А он, Иван, взволнованный еще с ночи, ранним-ранним утром сам запрягал в обкомовской конюшне пролетку… «Персональную…»

Впрягал каурого, молодого Орлика, чистил его до блеска… Вскакивал на козлы и мчался по тихому, утреннему городку к их дому на улице Гарибальди.

Обычный деревянный особнячок с мезонином…

А они уже ждали у калитки. Корсаков в белом коломенковом костюме. И конечно она… «Она!»

Нет, ни одна женщина на земле не умела так смотреть на него! Она словно обнимала его взглядом. Его, здорового, рыжего, ражего двадцатитрехлетнего мужика.

Мужика, который был без памяти влюблен!

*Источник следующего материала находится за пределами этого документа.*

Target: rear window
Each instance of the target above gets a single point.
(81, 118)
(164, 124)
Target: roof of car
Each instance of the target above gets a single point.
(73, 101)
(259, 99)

Покорен и усмирен!

В высоком, светлом кедровом лесу они собирали орехи.

Позже разводили костер…

Соревновались с Александром Кирилловичем в стрельбе.

«А Кир… был еще только «в проекте?! — очень ясно и бесстрастно подумал Логинов. — И в далеком проекте».

…Потом ели похлебку, которую всегда готовили мужчины.

Тоже соревновались… Впрочем, они всегда соревновались — в стрельбе, в шутовской борьбе, в ловкости, меткости, силе.

Но почти всегда побеждал Александр Кириллович. Тогда он был еще и быстр, и резок. По-особому, по-мужски, расчетлив и ловок. Много раз он бросал на лопатки Ивана, который доверчиво надеялся на свою медвежью силу. Но, подкошенный незнакомой подсечкой, он иногда летел этак метров на десять. Мария Алексеевна только чуть улыбалась. Не обидно! Жалея его…

А он был готов снова и снова бросаться в соревнование, в борьбу.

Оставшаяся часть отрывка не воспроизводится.